Offsetting financial instruments
Financial assets and financial liabilities are offset and the
net amount reported in the statement of financial position if, and
only if, there is a currently enforceable legal right to offset the
recognised amounts and there is an intention to settle on a net
basis, or to realise the asset and settle the liability
simultaneously.
Net gain or loss on financial assets and liabilities at fair
value through profit or loss
This item includes changes in the fair value of financial assets
and liabilities held for trading or designated upon initial
recognition as 'at fair value through profit or loss' and excludes
interest and dividend income and expenses.
Unrealised gains and losses comprise changes in the fair value
of financial instruments for the period and from reversal of prior
period's unrealised gains and losses for financial instruments
which were realised in the reporting period.
Realised gains and losses on disposals of financial instruments
classified as 'at fair value through profit or loss' are calculated
using the Average Cost (AVCO) method. They represent the difference
between an instrument's initial carrying amount and disposal
amount, or cash payments or receipts made on derivative contracts
(excluding payments or receipts on collateral margin accounts for
such instruments).
Due to and due from brokers
Amounts due to brokers are payables for securities purchased (in
a regular way transaction) that have been contracted for but not
yet delivered on the reporting date. Refer to the accounting policy
for 'financial liabilities, other than those classified as at fair
value through profit or loss' for recognition and measurement.

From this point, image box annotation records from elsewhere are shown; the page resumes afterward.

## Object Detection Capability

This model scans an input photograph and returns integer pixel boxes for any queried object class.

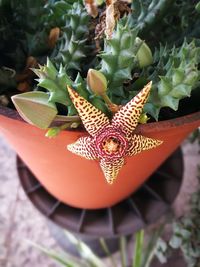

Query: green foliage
[0,0,200,123]
[52,2,89,70]
[144,41,200,120]
[170,167,200,267]
[29,226,163,267]
[99,19,142,100]
[0,68,16,93]
[33,59,108,116]
[129,0,174,35]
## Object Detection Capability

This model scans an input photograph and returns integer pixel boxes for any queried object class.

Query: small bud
[48,27,60,49]
[45,127,61,138]
[136,37,153,68]
[17,81,31,92]
[87,69,107,95]
[139,113,149,124]
[84,0,99,18]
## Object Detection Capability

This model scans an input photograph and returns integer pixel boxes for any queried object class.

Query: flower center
[102,137,120,154]
[95,126,128,159]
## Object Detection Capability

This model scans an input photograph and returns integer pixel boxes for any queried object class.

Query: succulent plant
[0,0,200,130]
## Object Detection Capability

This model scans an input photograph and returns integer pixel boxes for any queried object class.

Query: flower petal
[127,134,163,156]
[68,87,110,136]
[112,82,152,135]
[67,137,98,159]
[100,158,124,184]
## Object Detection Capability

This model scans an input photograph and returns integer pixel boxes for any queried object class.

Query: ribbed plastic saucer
[17,149,183,238]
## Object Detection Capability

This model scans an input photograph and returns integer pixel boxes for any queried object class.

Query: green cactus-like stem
[129,0,175,34]
[100,21,142,100]
[144,41,200,120]
[52,2,89,70]
[33,59,109,116]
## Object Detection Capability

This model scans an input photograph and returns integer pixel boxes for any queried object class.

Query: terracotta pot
[0,108,200,209]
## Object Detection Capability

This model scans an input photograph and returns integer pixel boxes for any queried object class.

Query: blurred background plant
[0,0,200,134]
[28,226,163,267]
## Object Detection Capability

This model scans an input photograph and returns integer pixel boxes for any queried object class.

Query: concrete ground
[0,136,200,267]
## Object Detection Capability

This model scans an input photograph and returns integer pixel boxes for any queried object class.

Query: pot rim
[0,105,200,133]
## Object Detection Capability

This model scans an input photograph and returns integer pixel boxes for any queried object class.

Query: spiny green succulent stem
[54,115,81,123]
[101,93,120,113]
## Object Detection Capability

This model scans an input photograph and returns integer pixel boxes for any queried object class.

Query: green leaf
[64,231,105,267]
[12,92,57,129]
[28,240,78,267]
[169,235,182,249]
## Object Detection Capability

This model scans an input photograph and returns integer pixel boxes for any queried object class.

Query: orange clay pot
[0,108,200,209]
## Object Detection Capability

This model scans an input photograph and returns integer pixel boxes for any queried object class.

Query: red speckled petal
[67,137,98,159]
[68,87,110,136]
[112,82,152,135]
[127,134,163,156]
[100,158,124,184]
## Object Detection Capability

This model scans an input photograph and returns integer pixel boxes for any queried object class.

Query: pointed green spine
[52,2,89,70]
[99,19,142,99]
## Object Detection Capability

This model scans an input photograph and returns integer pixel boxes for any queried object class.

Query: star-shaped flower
[67,82,162,184]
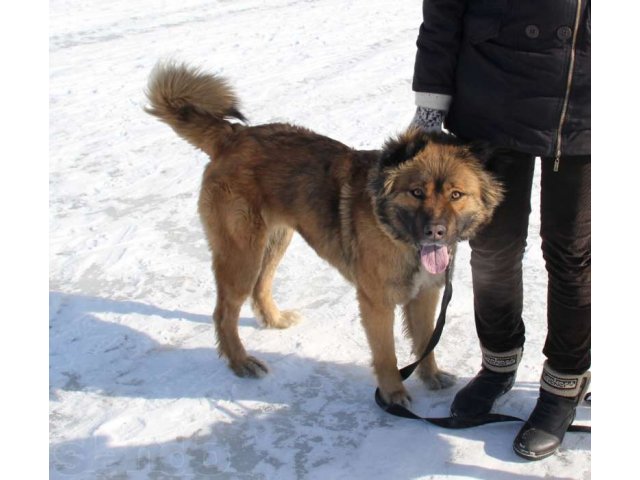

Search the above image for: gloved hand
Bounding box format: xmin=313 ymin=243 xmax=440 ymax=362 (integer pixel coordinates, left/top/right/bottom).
xmin=410 ymin=107 xmax=446 ymax=133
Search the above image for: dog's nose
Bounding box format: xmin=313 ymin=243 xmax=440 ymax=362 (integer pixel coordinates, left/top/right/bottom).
xmin=424 ymin=223 xmax=447 ymax=241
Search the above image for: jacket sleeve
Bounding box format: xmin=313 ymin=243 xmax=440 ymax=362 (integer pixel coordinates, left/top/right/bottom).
xmin=413 ymin=0 xmax=467 ymax=102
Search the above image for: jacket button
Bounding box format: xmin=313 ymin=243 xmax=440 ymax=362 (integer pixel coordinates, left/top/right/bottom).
xmin=556 ymin=26 xmax=573 ymax=40
xmin=524 ymin=25 xmax=540 ymax=38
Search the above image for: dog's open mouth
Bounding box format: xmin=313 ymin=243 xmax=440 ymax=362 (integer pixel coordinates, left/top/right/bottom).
xmin=420 ymin=244 xmax=449 ymax=275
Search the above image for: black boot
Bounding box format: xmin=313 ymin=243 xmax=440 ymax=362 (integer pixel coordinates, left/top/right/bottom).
xmin=513 ymin=364 xmax=590 ymax=460
xmin=451 ymin=348 xmax=522 ymax=417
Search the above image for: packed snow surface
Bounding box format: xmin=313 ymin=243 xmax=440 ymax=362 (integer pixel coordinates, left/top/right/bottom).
xmin=49 ymin=0 xmax=591 ymax=480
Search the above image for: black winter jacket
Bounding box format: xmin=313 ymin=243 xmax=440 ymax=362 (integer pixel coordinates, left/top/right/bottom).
xmin=413 ymin=0 xmax=591 ymax=156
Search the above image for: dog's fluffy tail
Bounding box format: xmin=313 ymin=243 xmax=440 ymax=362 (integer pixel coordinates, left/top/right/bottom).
xmin=145 ymin=62 xmax=245 ymax=156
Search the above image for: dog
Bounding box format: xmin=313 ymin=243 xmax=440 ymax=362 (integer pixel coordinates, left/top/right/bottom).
xmin=146 ymin=63 xmax=503 ymax=405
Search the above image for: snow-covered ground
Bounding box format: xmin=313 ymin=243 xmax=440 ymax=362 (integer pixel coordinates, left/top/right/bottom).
xmin=49 ymin=0 xmax=591 ymax=480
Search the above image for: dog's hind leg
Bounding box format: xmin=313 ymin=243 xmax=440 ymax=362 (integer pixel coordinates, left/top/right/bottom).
xmin=252 ymin=227 xmax=300 ymax=328
xmin=403 ymin=287 xmax=456 ymax=390
xmin=208 ymin=209 xmax=268 ymax=377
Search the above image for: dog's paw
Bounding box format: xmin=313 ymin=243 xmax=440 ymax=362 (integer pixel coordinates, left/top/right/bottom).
xmin=382 ymin=388 xmax=411 ymax=408
xmin=230 ymin=356 xmax=269 ymax=378
xmin=420 ymin=370 xmax=457 ymax=390
xmin=265 ymin=310 xmax=302 ymax=328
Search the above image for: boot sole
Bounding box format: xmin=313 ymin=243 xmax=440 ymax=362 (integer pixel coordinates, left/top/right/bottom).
xmin=513 ymin=444 xmax=558 ymax=461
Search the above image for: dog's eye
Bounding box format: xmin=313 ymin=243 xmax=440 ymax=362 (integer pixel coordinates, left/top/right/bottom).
xmin=411 ymin=188 xmax=424 ymax=200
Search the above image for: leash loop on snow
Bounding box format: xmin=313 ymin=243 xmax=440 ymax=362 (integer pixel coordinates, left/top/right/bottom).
xmin=375 ymin=262 xmax=591 ymax=433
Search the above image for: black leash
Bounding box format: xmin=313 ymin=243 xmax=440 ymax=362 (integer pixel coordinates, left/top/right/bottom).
xmin=375 ymin=262 xmax=591 ymax=433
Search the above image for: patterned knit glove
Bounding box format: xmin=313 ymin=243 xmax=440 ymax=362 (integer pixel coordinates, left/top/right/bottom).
xmin=410 ymin=107 xmax=446 ymax=133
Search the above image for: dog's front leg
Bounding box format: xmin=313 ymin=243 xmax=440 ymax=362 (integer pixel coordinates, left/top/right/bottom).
xmin=358 ymin=289 xmax=411 ymax=406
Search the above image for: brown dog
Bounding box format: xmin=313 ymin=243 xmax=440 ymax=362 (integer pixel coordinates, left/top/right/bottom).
xmin=147 ymin=64 xmax=502 ymax=404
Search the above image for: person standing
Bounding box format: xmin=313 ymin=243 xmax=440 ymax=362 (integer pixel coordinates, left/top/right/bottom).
xmin=412 ymin=0 xmax=591 ymax=460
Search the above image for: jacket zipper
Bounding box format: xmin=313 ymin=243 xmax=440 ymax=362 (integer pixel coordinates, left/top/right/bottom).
xmin=553 ymin=0 xmax=582 ymax=172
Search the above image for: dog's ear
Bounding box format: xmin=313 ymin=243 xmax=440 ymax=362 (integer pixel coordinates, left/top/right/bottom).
xmin=467 ymin=140 xmax=498 ymax=165
xmin=380 ymin=129 xmax=428 ymax=169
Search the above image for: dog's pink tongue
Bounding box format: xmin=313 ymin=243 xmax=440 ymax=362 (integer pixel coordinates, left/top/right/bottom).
xmin=420 ymin=245 xmax=449 ymax=275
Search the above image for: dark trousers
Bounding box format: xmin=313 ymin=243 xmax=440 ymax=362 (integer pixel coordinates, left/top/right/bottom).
xmin=469 ymin=152 xmax=591 ymax=374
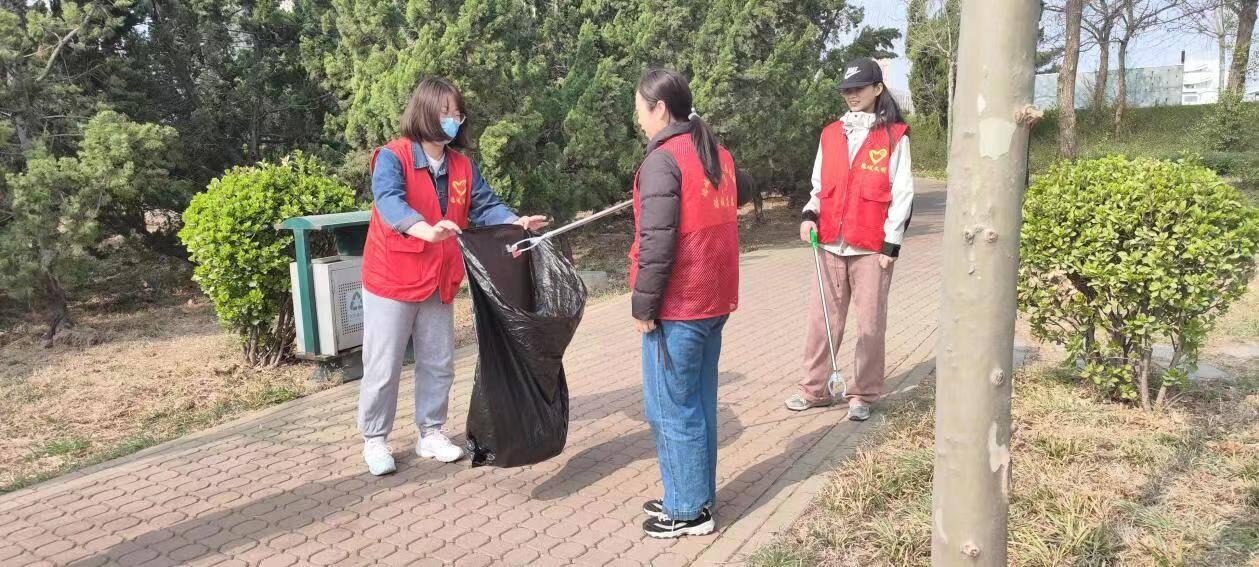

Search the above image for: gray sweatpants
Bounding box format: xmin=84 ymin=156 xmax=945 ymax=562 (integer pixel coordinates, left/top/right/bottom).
xmin=359 ymin=290 xmax=454 ymax=438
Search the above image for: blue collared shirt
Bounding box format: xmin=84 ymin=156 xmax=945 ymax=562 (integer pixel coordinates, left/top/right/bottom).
xmin=371 ymin=142 xmax=520 ymax=232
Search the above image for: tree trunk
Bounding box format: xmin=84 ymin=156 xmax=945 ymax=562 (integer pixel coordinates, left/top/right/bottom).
xmin=932 ymin=0 xmax=1037 ymax=567
xmin=44 ymin=273 xmax=74 ymax=348
xmin=1093 ymin=24 xmax=1112 ymax=110
xmin=1215 ymin=6 xmax=1229 ymax=91
xmin=1137 ymin=348 xmax=1152 ymax=412
xmin=944 ymin=55 xmax=957 ymax=152
xmin=1228 ymin=0 xmax=1259 ymax=95
xmin=1058 ymin=0 xmax=1084 ymax=160
xmin=1114 ymin=37 xmax=1132 ymax=134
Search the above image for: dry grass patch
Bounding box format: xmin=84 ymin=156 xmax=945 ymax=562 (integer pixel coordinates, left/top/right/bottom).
xmin=750 ymin=362 xmax=1259 ymax=567
xmin=0 ymin=302 xmax=322 ymax=491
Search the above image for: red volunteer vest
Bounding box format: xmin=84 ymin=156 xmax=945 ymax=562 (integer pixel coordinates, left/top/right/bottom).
xmin=363 ymin=139 xmax=472 ymax=304
xmin=817 ymin=121 xmax=909 ymax=251
xmin=630 ymin=135 xmax=739 ymax=321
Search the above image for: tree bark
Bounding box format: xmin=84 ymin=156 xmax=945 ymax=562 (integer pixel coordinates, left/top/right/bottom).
xmin=1137 ymin=348 xmax=1153 ymax=412
xmin=1093 ymin=23 xmax=1114 ymax=110
xmin=1215 ymin=6 xmax=1229 ymax=90
xmin=1228 ymin=0 xmax=1259 ymax=95
xmin=44 ymin=272 xmax=74 ymax=348
xmin=1058 ymin=0 xmax=1084 ymax=160
xmin=932 ymin=0 xmax=1037 ymax=567
xmin=1114 ymin=37 xmax=1131 ymax=134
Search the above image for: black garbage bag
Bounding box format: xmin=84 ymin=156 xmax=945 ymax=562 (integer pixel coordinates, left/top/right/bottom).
xmin=460 ymin=224 xmax=587 ymax=467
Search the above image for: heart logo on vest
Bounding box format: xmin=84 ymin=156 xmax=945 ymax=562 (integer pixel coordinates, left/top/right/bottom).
xmin=451 ymin=179 xmax=468 ymax=205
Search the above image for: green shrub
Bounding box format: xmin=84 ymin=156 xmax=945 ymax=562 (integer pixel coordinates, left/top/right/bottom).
xmin=909 ymin=115 xmax=948 ymax=178
xmin=1019 ymin=158 xmax=1259 ymax=407
xmin=179 ymin=154 xmax=355 ymax=365
xmin=1197 ymin=93 xmax=1259 ymax=151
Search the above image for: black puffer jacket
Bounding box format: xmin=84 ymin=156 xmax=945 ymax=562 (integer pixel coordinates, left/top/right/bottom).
xmin=631 ymin=122 xmax=753 ymax=321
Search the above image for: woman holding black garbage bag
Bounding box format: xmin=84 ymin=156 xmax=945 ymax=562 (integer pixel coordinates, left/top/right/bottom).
xmin=359 ymin=77 xmax=546 ymax=475
xmin=630 ymin=69 xmax=750 ymax=538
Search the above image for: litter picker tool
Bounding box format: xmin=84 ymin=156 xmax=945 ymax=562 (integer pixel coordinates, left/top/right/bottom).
xmin=507 ymin=200 xmax=633 ymax=256
xmin=808 ymin=231 xmax=849 ymax=399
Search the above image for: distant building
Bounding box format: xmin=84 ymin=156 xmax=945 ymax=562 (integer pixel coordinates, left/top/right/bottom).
xmin=1181 ymin=60 xmax=1228 ymax=105
xmin=1035 ymin=66 xmax=1178 ymax=108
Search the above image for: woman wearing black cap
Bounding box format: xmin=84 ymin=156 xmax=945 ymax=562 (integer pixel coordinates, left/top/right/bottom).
xmin=787 ymin=59 xmax=914 ymax=421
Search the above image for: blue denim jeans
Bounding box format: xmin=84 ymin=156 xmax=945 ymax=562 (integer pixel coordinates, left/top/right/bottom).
xmin=642 ymin=315 xmax=726 ymax=520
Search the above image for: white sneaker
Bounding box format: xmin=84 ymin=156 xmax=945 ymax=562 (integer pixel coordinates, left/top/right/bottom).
xmin=415 ymin=430 xmax=463 ymax=462
xmin=363 ymin=437 xmax=398 ymax=476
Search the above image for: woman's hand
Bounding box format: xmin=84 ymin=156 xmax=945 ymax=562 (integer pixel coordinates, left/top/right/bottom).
xmin=516 ymin=214 xmax=550 ymax=231
xmin=633 ymin=319 xmax=656 ymax=335
xmin=407 ymin=221 xmax=460 ymax=242
xmin=799 ymin=221 xmax=817 ymax=244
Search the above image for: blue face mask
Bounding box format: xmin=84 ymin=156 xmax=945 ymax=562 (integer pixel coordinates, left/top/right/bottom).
xmin=442 ymin=116 xmax=461 ymax=140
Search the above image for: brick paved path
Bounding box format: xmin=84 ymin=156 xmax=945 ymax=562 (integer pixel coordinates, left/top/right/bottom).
xmin=0 ymin=181 xmax=944 ymax=566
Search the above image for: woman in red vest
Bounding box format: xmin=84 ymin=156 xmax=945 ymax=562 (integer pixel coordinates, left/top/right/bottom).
xmin=787 ymin=59 xmax=914 ymax=421
xmin=359 ymin=78 xmax=546 ymax=475
xmin=630 ymin=69 xmax=739 ymax=538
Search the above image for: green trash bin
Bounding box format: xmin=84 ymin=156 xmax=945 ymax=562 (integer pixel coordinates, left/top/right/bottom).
xmin=276 ymin=210 xmax=371 ymax=381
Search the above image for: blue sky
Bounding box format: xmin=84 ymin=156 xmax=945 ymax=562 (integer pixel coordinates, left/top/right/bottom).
xmin=854 ymin=0 xmax=1217 ymax=88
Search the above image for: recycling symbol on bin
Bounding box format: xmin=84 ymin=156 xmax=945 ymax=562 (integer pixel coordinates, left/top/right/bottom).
xmin=349 ymin=291 xmax=363 ymax=324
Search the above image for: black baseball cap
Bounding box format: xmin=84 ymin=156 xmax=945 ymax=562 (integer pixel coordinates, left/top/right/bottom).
xmin=840 ymin=57 xmax=883 ymax=91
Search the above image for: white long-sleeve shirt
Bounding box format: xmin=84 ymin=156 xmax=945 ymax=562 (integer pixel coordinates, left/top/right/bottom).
xmin=805 ymin=112 xmax=914 ymax=256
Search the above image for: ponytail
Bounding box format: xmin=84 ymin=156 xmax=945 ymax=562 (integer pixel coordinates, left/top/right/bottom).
xmin=638 ymin=69 xmax=725 ymax=186
xmin=874 ymin=83 xmax=905 ymax=137
xmin=691 ymin=112 xmax=721 ymax=186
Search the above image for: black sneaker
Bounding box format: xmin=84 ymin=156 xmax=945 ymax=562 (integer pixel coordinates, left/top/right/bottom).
xmin=642 ymin=508 xmax=716 ymax=539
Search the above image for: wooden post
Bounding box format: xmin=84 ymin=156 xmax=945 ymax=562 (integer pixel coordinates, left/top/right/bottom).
xmin=932 ymin=0 xmax=1040 ymax=567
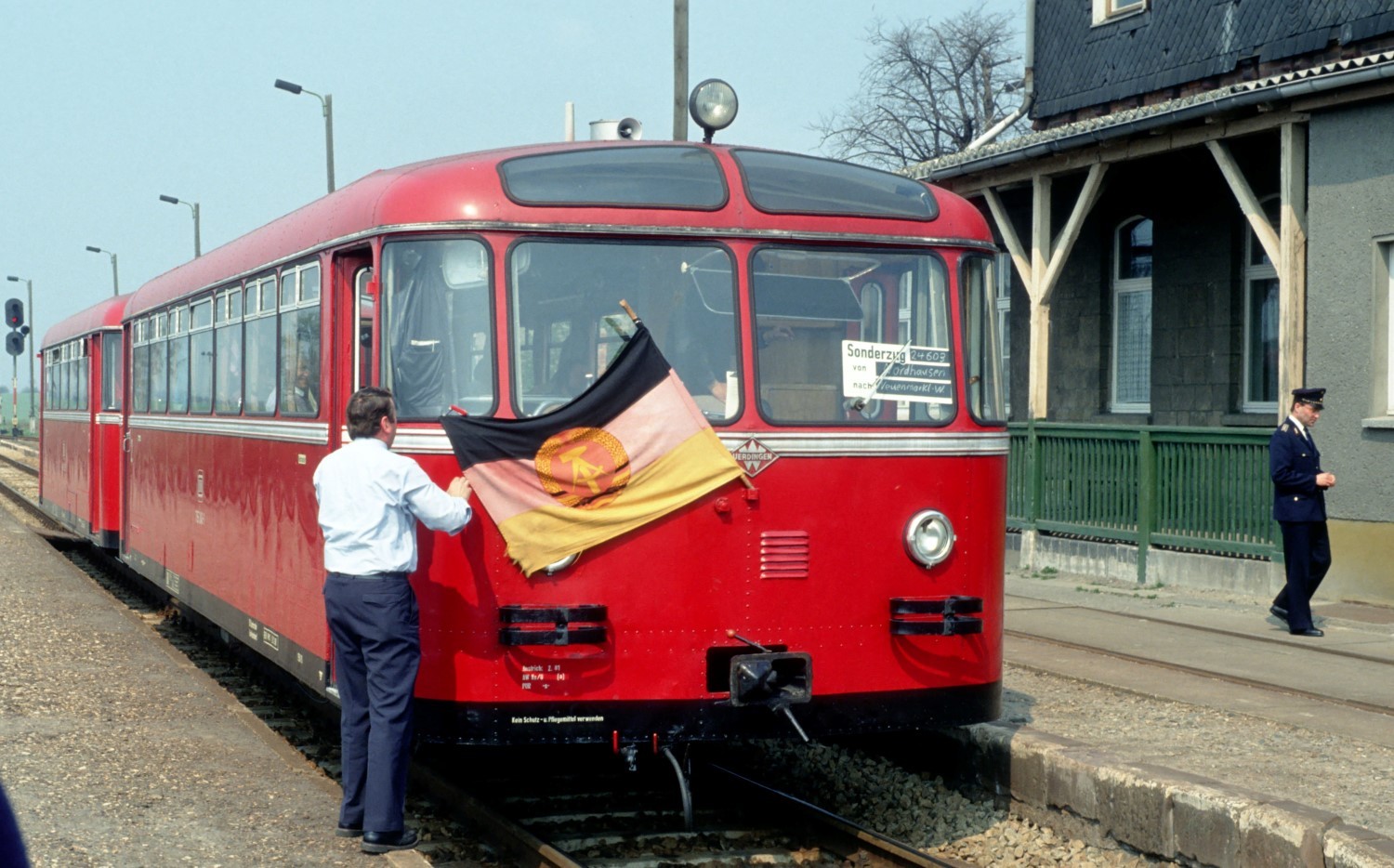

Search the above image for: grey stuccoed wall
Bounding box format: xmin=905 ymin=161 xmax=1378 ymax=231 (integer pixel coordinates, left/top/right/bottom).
xmin=1307 ymin=99 xmax=1394 ymax=522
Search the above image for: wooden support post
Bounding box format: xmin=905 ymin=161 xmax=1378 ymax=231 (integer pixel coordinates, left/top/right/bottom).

Amounts due from brokers include margin accounts and receivables
for securities sold (in a regular way transaction) that have been
contracted for but not yet delivered on the reporting date. Refer
to accounting policy for 'loans and receivables' for recognition
and measurement.
Interest revenue and expense
Interest revenue and expense are recognised in the statement of
comprehensive income for all interest-bearing financial instruments
using the effective interest method.
Dividend revenue and expense
Dividend revenue is recognised when the Group's right to receive
the payment is established. Dividend revenue is presented gross of
any non-recoverable withholding taxes, which are disclosed
separately in the statement of comprehensive income. Dividend
expense relating to equity securities sold short is recognised when
the shareholders' right to receive the payment is established.
Stated capital
Ordinary shares and C shares are classified as equity.
Cash and cash equivalents
Cash and cash equivalents comprise cash at bank. Cash
equivalents are short term, highly liquid investments that are
readily convertible to known amounts of cash and which are subject
to an insignificant risk of change in value.